しかし、現代の株主会社はどうでしょう?基本的には「ゴーイングコンサーン」、すなわち永続的な成長を前提としている、というのが一般的な回答かと思います。このため、特に上場企業において、企業は市場の変化に適応しながら持続可能な成長を追求することが求められているわけです。そこでこの大航海時代生まれの株式会社という形態の組織は、新たな課題に直面することとなりました。
現代の企業が直面する課題
現代の多くの企業は、このゴーイングコンサーンの前提に従い、柔軟に組織や事業形態を変化しながら成長することが求めらる一方で、遅々として変革を進められない状況に陥っています。これは特段不思議な話ではなく、組織が人の集合体であり、生存機能としての人の本能が「現状維持」を好むからです。日本においてはカルチャーとしての「不確実性回避傾向の高さ」(学術的にも証明されている)が、この傾向に拍車をかけているといえるでしょう。
この結果として、市場と企業との間のギャップは拡大し続ける運命にあります。急速に進化するテクノロジーや消費者ニーズの変化に対して、強い意志を持って変革を続けなければ、市場での競争力を失うのはいうまでもありません。
「組織の賞味期限」と「経営リーダーシップ」
こうした背景から、組織には「賞味期限」があるという専門家もいます。日本には100年以上続く企業が世界でも最も多く存在しているといわれますが、成長という観点でみると、おそらく上場市場にとどまり続けられるレベルの100年企業はそう多くないのではないでしょうか。
この賞味期限を延ばすためには、組織を意図的に変革させ続ける強い意志と計画が不可欠なわけですが、これができるものが「経営リーダーシップ」であるというのが私の考えです。
どれほど優れた戦略が存在しても、強い意志や動機がなければ、組織はとても自然な形(人間の本能に従って)でその戦略を形骸化させてしまいます。経営者が変革の重要性を理解し、自らが先頭を走りながら組織のメンバーをその方向に向かわせることが求められているのです。
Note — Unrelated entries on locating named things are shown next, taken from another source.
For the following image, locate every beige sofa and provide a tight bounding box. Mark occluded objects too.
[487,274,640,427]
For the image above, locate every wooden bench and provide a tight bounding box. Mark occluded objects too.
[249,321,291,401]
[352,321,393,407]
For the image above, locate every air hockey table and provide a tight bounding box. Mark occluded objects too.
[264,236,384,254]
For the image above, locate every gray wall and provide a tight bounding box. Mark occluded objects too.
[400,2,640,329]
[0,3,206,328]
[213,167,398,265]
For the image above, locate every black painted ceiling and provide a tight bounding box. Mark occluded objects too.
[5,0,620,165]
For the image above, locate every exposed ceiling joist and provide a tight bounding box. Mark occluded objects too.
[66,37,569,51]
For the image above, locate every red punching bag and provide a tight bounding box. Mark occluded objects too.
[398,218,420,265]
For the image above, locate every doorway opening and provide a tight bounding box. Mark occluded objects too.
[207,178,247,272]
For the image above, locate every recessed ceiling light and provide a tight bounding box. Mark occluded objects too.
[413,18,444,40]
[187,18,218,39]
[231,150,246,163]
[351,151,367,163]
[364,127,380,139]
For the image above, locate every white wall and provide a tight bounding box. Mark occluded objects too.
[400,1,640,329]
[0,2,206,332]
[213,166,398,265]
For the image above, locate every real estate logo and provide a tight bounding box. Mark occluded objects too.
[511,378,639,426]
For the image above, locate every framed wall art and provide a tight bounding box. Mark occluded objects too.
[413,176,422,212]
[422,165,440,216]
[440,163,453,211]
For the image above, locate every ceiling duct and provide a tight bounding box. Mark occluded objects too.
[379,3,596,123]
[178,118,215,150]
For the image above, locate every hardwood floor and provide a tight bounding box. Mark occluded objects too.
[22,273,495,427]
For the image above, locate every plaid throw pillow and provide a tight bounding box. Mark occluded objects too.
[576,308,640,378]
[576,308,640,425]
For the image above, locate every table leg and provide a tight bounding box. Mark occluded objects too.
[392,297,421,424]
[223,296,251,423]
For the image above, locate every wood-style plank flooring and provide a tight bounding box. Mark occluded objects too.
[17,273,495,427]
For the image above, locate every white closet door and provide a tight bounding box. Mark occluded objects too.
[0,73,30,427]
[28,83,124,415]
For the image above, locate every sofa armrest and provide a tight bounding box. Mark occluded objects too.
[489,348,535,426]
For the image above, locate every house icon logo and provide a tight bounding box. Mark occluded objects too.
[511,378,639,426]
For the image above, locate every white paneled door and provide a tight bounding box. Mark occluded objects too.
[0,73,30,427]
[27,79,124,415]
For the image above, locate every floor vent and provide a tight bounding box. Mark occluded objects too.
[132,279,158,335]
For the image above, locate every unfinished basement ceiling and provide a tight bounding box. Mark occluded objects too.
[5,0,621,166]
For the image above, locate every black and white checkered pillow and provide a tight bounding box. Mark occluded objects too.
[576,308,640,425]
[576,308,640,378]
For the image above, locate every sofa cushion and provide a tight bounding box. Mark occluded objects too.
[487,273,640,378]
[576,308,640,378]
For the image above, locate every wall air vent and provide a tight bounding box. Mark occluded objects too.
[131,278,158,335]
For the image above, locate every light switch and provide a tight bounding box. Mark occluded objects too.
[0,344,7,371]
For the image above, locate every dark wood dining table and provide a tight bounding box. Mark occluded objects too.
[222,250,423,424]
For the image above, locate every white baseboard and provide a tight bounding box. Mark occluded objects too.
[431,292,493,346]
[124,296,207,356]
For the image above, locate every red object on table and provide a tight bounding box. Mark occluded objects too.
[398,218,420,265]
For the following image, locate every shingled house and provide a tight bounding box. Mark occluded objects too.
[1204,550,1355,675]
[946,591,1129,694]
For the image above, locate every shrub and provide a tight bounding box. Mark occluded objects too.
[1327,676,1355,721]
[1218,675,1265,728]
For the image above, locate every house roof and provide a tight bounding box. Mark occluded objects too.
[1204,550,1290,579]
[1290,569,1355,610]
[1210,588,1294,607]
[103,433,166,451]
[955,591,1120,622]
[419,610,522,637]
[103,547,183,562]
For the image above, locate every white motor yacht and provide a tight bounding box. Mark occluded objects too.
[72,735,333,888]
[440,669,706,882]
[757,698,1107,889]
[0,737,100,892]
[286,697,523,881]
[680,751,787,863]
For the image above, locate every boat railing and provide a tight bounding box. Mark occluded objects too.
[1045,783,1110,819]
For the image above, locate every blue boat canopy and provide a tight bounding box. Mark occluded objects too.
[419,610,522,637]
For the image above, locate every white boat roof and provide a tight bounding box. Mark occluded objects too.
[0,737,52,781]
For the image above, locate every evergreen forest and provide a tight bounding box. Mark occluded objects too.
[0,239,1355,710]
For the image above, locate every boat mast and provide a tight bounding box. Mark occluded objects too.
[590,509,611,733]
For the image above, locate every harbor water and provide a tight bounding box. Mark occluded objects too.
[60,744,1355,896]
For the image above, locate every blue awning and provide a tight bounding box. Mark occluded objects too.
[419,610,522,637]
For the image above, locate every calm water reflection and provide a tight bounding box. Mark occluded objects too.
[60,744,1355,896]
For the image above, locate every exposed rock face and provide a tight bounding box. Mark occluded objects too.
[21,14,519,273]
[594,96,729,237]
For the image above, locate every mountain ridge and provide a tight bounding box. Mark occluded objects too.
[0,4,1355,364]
しかし、既存事業で成果を上げながら昇進を重ねていった人、もしくは自らが立ち上げた思い入れのある初期事業によって成功を収めた起業家にとって、経営の役割が時に既存事業を否定することが必要であるという事実を、感情的に受け入れがたいものです。
こうした状況では、リーダーが内省し、変革に向けたマインドセットを構築するためのプロセスが必要です。これが欧米において、エグゼグティブ・コーチングのニーズが大きくなっている背景にあると私は考えています。
リーダーは育てられるのか
では、そもそも、こうした変革のためのリーダーシップは後天的な教育によって身につけることができるのでしょうか?
これは多くの教育機関にとって大きな課題といえるでしょう。
私の知るあるリーダーシップ教育の権威はこう言いました。「リーダーは”なる”ものであって、意図的に”生み出す”ことはできない」と。
神話学者ジョーゼフ・キャンベルが示したように、英雄は旅に出て、試練に立ち向かい、それを乗り越えることで日常に帰還する。このプロセスを自分自身で経験すること以外に、リーダーになることはできないと考えると、教育機関が果たすべき役割とは何なのか?
これは私が今後取り組みたい大きなテーマの一つです。
またどこかで書いてみたいと思います。